I started out with just one folder syncing everything in '/home/kindone', that takes 30 minutes just to scan every time I started syncthing. Syncing over the LAN would not saturate my network unless it was a large file. That took about five hours to get everything synced when you have 700,000+ 4 - 400KiB c/c++ files. (It seems to send about 4 - 5 files at a time, someone correct me if I'm wrong.)

I removed '/home/kindone' and creating separate folders in syncthing for things like '/home/kindone/build/linux-4.14', /home/kindone/build/wine', and '/home/kindone/Dropbox'. Created about 65 different folder for various things, added them to my other machine on the LAN (that was annoying). Once they started syncing my 100Mbps LAN was saturated. Starting syncthing now takes 5 minutes to scan everything.

With the risk of getting down-voted for being too off-topic, here is my setup and observations:

- the three host range from pretty fast (Coffeelake @ 5 GHz, 32 GiB, Samsung 950 Pro) to just ok fast (some i5 @ 3 GHz, 8 GiB, files from a fast NAS on 10 Gibps)

- I two syncthing folders, with a 90/10 split. Some 155k directories between them. The smaller one is scanned every 6 seconds, the other every hour.

- I have disabled relaying etc. so traffic is only p2p and LAN-only, static IPs.

Observations: Scanning is slow, which is expected. However, even when the scanning is done and Out of Date files are found, nothing happens. Zero bytes are transfered. The syncthing process is running, but at a fairly low rate. Sometimes pausing and resuming seems to start things going, but not always. Even when data is traveling, it's pretty slow, at most 70 MB/s, and usually way under this rate.

Another frustration with Syncthing is that there are entirely too many knobs to frob. I like how setting up Dropbox is stupidly simple and to set up a new host is 1) install Dropbox and 2) add my userid/password, done.

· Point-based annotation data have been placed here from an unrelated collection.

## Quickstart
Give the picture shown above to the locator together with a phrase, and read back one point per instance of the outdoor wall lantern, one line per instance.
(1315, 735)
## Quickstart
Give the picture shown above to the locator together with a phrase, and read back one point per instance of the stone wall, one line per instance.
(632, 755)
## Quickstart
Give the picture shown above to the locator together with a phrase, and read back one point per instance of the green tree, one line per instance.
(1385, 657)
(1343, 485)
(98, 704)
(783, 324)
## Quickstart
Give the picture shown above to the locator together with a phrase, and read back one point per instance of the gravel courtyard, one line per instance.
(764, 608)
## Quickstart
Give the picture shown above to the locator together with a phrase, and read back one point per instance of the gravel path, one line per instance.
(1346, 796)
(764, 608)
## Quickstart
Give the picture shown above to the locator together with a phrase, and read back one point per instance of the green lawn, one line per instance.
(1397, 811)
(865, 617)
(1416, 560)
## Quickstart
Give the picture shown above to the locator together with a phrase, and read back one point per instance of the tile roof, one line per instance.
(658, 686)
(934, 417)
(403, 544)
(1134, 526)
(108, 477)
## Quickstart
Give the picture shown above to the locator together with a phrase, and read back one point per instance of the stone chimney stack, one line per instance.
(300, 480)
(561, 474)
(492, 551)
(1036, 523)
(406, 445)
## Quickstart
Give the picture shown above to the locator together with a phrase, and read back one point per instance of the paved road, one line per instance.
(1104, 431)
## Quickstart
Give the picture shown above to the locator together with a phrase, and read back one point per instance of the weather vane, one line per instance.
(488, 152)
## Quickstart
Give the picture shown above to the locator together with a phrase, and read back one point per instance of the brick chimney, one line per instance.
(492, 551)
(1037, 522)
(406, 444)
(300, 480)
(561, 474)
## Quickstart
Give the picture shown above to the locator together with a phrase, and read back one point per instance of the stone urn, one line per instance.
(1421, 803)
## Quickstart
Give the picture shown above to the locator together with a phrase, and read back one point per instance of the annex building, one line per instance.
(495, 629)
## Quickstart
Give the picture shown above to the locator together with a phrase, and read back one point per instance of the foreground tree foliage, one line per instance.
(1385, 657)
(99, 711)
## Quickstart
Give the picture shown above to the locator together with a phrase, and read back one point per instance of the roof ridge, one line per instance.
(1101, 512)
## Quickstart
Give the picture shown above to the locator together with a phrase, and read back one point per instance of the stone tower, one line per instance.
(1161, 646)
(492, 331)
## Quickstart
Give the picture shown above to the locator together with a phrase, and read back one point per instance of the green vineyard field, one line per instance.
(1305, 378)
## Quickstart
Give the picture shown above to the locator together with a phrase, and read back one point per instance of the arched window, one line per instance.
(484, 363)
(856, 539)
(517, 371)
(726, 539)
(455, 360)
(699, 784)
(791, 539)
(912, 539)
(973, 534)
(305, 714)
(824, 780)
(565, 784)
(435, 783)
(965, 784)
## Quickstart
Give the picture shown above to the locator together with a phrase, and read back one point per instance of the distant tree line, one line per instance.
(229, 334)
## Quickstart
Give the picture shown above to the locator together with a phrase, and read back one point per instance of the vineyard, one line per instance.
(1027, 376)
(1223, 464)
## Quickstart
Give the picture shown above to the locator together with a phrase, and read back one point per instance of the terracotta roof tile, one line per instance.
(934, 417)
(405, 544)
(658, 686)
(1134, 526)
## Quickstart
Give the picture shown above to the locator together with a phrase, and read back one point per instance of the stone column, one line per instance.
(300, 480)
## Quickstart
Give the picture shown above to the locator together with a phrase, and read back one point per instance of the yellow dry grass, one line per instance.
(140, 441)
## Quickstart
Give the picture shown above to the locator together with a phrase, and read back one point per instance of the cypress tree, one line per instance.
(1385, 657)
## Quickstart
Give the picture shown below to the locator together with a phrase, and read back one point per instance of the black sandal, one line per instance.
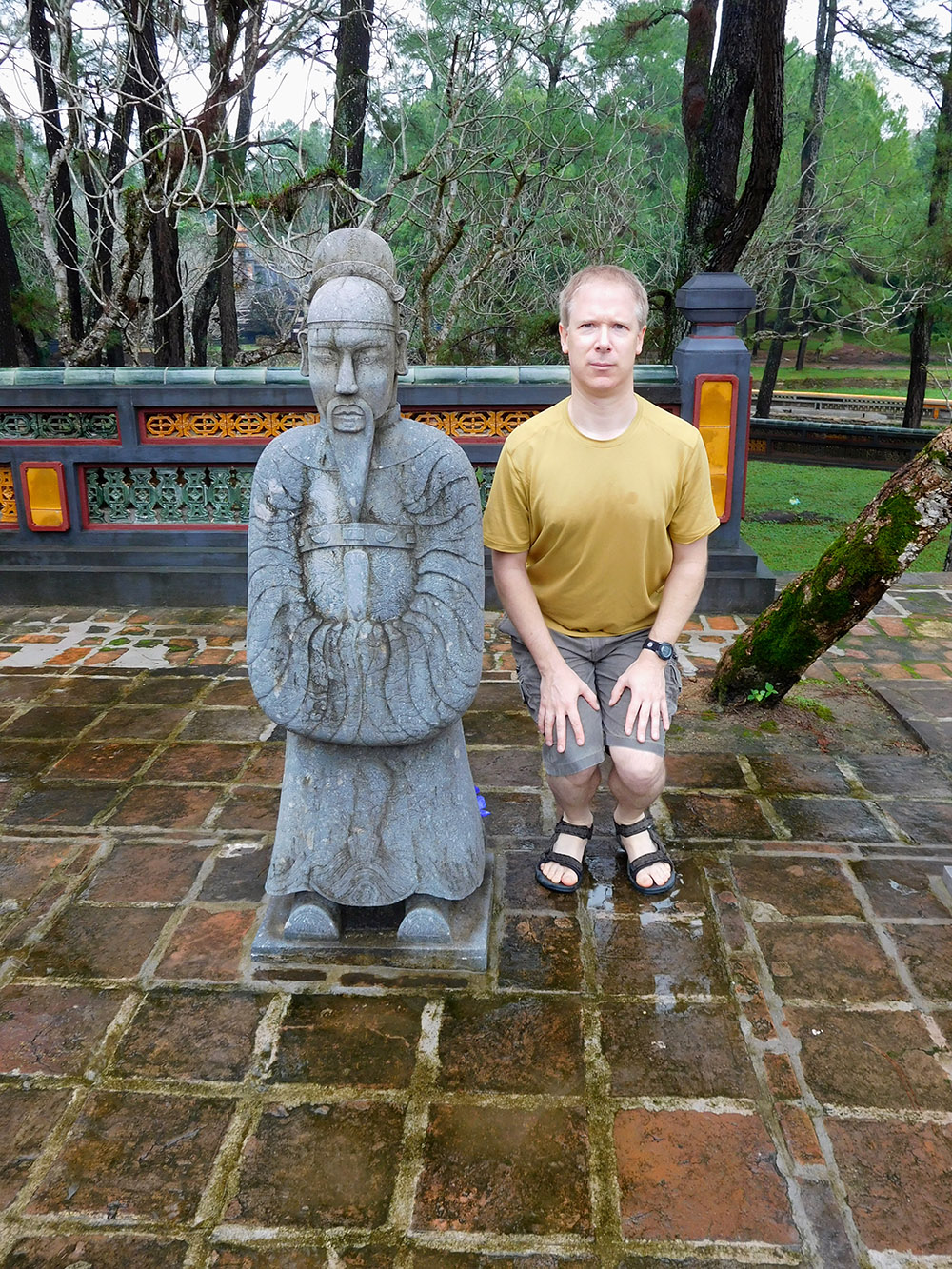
(659, 856)
(556, 857)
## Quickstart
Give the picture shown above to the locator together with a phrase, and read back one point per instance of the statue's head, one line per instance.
(352, 349)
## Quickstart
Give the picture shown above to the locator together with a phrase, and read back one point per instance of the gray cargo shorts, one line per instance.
(598, 662)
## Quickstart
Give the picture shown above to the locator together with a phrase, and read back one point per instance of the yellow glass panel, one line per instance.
(44, 495)
(8, 503)
(715, 411)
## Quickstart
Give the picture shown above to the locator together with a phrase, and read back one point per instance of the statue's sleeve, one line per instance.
(367, 682)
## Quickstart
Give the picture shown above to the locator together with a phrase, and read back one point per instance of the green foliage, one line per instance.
(830, 498)
(760, 694)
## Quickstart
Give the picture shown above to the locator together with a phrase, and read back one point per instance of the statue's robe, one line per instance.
(365, 643)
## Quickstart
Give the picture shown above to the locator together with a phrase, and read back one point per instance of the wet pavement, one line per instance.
(754, 1070)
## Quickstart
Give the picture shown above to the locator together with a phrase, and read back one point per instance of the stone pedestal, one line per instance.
(419, 933)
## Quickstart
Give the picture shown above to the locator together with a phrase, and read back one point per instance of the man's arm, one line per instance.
(645, 675)
(562, 686)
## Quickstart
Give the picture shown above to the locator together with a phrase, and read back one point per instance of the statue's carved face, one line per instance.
(352, 353)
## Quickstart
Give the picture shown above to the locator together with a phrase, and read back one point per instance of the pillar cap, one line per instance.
(715, 297)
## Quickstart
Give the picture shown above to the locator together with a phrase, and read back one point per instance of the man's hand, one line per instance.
(645, 681)
(559, 701)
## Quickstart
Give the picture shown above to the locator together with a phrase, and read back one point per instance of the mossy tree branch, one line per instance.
(852, 575)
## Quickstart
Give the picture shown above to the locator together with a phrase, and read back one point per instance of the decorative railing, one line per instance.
(135, 484)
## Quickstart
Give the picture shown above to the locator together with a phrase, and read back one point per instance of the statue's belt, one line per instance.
(356, 534)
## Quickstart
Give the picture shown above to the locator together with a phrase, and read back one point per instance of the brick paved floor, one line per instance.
(754, 1070)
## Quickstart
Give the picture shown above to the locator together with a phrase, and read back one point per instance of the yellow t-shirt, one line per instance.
(598, 517)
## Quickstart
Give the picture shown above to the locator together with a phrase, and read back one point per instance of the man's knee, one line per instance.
(638, 768)
(579, 780)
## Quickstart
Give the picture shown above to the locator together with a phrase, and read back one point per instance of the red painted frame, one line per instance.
(733, 434)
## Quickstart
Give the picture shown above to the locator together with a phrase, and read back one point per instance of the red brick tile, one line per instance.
(714, 815)
(26, 1119)
(781, 1077)
(250, 810)
(483, 1169)
(137, 723)
(52, 1031)
(658, 957)
(929, 670)
(166, 806)
(266, 768)
(901, 887)
(63, 803)
(927, 951)
(339, 1040)
(269, 1256)
(69, 656)
(540, 953)
(871, 1060)
(828, 962)
(898, 1177)
(103, 1250)
(98, 942)
(208, 945)
(800, 1136)
(106, 658)
(524, 1044)
(319, 1165)
(693, 1176)
(25, 867)
(133, 1154)
(192, 1036)
(696, 1051)
(145, 875)
(796, 887)
(895, 627)
(103, 761)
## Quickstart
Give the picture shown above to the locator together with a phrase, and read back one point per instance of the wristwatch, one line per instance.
(664, 650)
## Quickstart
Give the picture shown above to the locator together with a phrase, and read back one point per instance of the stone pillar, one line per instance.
(714, 369)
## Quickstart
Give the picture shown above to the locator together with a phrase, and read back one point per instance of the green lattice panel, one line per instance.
(168, 495)
(59, 426)
(8, 503)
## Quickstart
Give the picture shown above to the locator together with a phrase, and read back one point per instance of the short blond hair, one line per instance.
(605, 273)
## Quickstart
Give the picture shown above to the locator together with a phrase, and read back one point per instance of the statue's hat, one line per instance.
(356, 254)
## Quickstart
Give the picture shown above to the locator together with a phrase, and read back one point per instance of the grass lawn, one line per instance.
(790, 537)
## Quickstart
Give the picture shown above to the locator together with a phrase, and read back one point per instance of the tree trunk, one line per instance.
(921, 335)
(852, 575)
(748, 68)
(64, 214)
(350, 106)
(168, 307)
(920, 349)
(809, 159)
(802, 350)
(10, 282)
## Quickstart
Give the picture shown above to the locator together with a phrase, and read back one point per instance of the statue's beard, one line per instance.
(349, 414)
(352, 438)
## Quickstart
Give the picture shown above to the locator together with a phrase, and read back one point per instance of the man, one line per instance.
(365, 635)
(598, 523)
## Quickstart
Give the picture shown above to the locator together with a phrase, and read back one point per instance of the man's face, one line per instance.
(352, 353)
(602, 338)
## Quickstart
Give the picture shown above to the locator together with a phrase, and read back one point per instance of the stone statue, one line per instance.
(365, 621)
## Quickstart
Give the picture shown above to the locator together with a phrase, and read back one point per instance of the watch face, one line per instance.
(664, 650)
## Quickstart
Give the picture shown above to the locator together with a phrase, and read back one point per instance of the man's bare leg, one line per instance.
(573, 796)
(635, 781)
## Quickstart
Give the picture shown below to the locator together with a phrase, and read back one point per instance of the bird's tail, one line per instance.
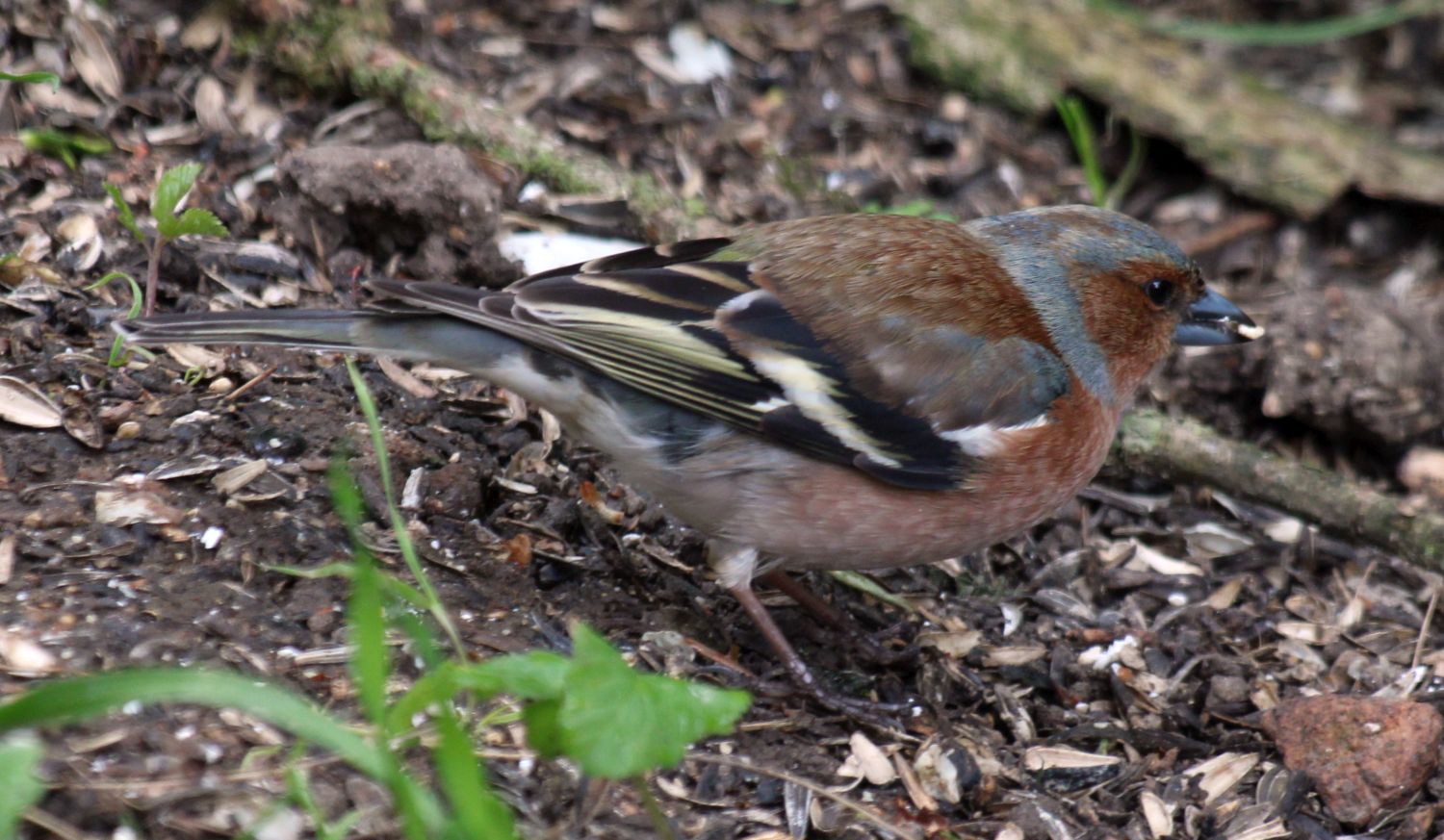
(416, 337)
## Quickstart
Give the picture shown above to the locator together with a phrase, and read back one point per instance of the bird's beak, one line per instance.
(1213, 320)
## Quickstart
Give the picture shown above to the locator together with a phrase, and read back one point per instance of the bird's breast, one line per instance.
(820, 516)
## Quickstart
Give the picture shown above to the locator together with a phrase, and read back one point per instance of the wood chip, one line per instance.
(866, 761)
(236, 478)
(25, 404)
(1219, 774)
(1042, 758)
(92, 60)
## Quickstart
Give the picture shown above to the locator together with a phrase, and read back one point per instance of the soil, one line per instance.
(1148, 621)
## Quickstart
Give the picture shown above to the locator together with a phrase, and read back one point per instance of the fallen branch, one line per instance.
(349, 49)
(1261, 140)
(1148, 441)
(1186, 449)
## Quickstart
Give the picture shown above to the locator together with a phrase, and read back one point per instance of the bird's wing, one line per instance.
(690, 323)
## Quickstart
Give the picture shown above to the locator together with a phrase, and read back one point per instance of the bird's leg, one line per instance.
(734, 566)
(835, 618)
(802, 675)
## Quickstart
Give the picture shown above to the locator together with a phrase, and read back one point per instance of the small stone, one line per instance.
(1363, 753)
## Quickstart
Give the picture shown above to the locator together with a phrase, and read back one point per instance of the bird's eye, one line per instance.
(1160, 292)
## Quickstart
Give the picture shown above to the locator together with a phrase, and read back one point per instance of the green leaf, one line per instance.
(95, 695)
(68, 146)
(20, 755)
(124, 214)
(37, 78)
(170, 190)
(193, 221)
(617, 724)
(531, 675)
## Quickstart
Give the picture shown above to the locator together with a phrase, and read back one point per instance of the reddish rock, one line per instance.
(1363, 753)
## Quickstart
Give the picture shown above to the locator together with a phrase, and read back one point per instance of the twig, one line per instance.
(351, 52)
(817, 790)
(1187, 449)
(354, 52)
(1264, 141)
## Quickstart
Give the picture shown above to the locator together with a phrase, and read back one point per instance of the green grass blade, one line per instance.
(94, 695)
(20, 755)
(403, 537)
(1080, 130)
(477, 808)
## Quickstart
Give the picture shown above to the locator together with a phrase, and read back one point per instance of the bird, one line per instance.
(834, 393)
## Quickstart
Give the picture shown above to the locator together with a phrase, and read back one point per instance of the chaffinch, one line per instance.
(854, 392)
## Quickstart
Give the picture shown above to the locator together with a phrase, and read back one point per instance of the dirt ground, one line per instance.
(1148, 621)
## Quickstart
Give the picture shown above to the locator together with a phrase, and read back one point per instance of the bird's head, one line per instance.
(1137, 292)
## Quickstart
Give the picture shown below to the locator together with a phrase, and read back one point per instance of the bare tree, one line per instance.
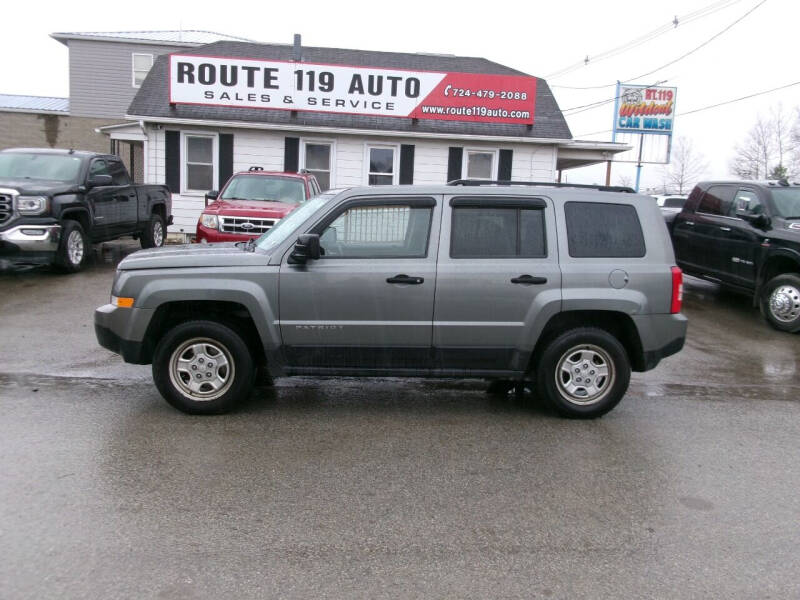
(686, 167)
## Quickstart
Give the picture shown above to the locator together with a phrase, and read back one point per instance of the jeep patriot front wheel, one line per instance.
(203, 367)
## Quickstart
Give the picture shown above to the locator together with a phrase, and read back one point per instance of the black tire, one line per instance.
(155, 234)
(73, 247)
(228, 380)
(586, 351)
(780, 302)
(500, 387)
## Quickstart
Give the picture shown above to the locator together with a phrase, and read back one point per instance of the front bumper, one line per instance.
(29, 244)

As I have honestly looked for a Dropbox alternative for what must be a decade (primarily because Dropbox, Inc. can read my files) it's truly astonishing to me that nothing else works as well. Of course I have considered writing my own clone, but there are other projects to work on and I don't discount how difficult the problem really is.

EDIT: rewording

EDIT2: FWIW, another "solution" I'm evaluating is to endorse Dropbox but run gocryptfs on top for sensitive files.

Never heard of gocryptfs, tried it for an hour or two and its rather interesting.

I guess you could ask on the forums, https://forum.syncthing.net about your issues and see what they say.

Where do you see that?
In the usage metrics section
Is that info up-to-date? Their new client features should have made that limit meaninglessness a year or so ago!?